Kritiken • WALTZ WITH BASHIR

15. November 2010 | WALTZ WITH BASHIR • Kritik • Waltz With Bashir

Mehr Trailer und mehr Bilder zu WALTZ WITH BASHIR auf trickfilm-zeit.de

14. November 2010 | WALTZ WITH BASHIR • Kritik • Waltz With Bashir

Überblick zum Film auf moviepilot.de

04. Dezember 2008 | WALTZ WITH BASHIR • Kritik • Neue Züricher Zeitung

Bettina Spoerri ist begeistert. "Mit unheimlichen Albtraumbildern setzt ein künstlerisch meisterhafter Animationsfilm ein, der von kollektiver Verdrängung, dissoziativen Reaktionen, der schwierigen Erinnerung an traumatisierende Kriegserlebnisse und Schuldgefühlen handelt. Und er wagt sich an ein grosses Trauma sowohl der Palästinenser wie der Israeli (wenn auch aus unterschiedlichen Gründen): das Massaker in Sabra und Chatila, das die Anhänger des kurz zuvor ermordeten Phalangisten Bashir Gemayel an den Palästinensern verübten."
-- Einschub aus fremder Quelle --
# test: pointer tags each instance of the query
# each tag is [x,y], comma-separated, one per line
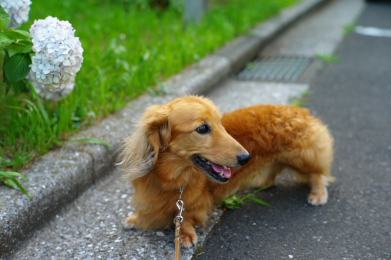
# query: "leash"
[178,221]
08. November 2008 | WALTZ WITH BASHIR • Kritik • Die Zeit

Großartig nennt Diedrich Diederichsen den Animationsfilm. "Den Einwand, dass auch kritische Kriegsfilme, die mit Empathie und Identifikationsangeboten arbeiten, für den Krieg werben, indem sie ihn als Bühne und Kulisse für Leben und Entwicklung zeichnen und eine falsche Darstellbarkeit suggerieren, nimmt WALTZ WITH BASHIR ernst. Er versucht nicht zu zeigen, wie es war, sondern dass man aus gutem Grund nicht mehr genau weiß, wie es war. Zugleich versucht er, Bilder zu liefern für die Rekonstruktion einer erträglichen und der Verarbeitung produktiven Erinnerung. Es sind keine Bilder, die etwas erklären und formulieren, sondern die zeigen sollen, wie innere Bilder, Erinnerungsbilder überhaupt zustande kommen. Hier geht es nicht um historische Fakten, sondern um deren Spuren im Medium der Seele."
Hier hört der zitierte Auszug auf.